Cooper Tire & Rubber Co.’s argument to force a $2.5 billion takeover by Apollo Tyres Ltd. centers on the reluctant suitor’s insistence that the price be reduced, Cooper said in Delaware Supreme Court papers.
The company’s lawyers will argue at a Dec. 19 hearing that Apollo violated the merger contract by insisting that any agreement with the United Steelworkers union include reduction of the previously agreed-upon $35 a share, court papers show. Cooper shares today were trading below $24.
“Apollo’s attempt to use its negotiations with the USW to extract a price reduction from Cooper constituted a material breach of the merger agreement,” Cooper said in a filing late yesterday.
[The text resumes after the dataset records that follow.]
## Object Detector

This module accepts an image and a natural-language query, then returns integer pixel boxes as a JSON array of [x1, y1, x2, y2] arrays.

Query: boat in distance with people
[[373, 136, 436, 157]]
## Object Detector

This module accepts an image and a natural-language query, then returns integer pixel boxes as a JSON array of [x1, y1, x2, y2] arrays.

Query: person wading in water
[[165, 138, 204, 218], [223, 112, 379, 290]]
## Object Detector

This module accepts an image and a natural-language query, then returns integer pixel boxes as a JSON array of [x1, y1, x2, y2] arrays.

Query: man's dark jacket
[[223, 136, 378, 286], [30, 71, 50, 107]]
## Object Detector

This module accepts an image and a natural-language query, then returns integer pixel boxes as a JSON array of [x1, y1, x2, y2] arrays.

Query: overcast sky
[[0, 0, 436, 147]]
Cooper, based in Findlay, Ohio, said on June 12 that it would be bought by Apollo. It sued Apollo to enforce the buyout after the Gurgaon, India-based company failed to close the deal.
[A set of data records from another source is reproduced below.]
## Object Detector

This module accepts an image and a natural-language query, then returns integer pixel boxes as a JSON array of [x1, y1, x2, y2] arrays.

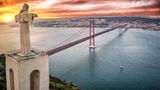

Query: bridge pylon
[[89, 20, 96, 49], [119, 19, 123, 33]]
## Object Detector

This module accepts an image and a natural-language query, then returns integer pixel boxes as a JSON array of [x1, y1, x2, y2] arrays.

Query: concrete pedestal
[[6, 52, 49, 90]]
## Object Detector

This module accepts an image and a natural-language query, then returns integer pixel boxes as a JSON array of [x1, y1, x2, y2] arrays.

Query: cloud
[[0, 0, 160, 21]]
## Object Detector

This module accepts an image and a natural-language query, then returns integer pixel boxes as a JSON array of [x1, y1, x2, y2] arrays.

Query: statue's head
[[20, 3, 29, 13]]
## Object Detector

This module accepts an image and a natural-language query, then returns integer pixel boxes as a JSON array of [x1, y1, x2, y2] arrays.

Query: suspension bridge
[[0, 20, 128, 56], [46, 20, 127, 56]]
After a Delaware Chancery Court trial in November, Judge Sam Glasscock III ruled that Apollo didn’t breach its contractual obligation to use its best efforts to resolve disputes with the union and he couldn’t order Apollo to complete the buyout.
Cooper appealed to the state’s high court, contending that Glasscock erred and that Apollo’s “selfish desire” and insistence on a price break constitute a violation.
Apollo should complete the deal at $35 or pay a $112.5 million “reverse breakup fee” to walk away, Cooper said.
Apollo’s briefs for the hearing were filed under seal and aren’t available to the public.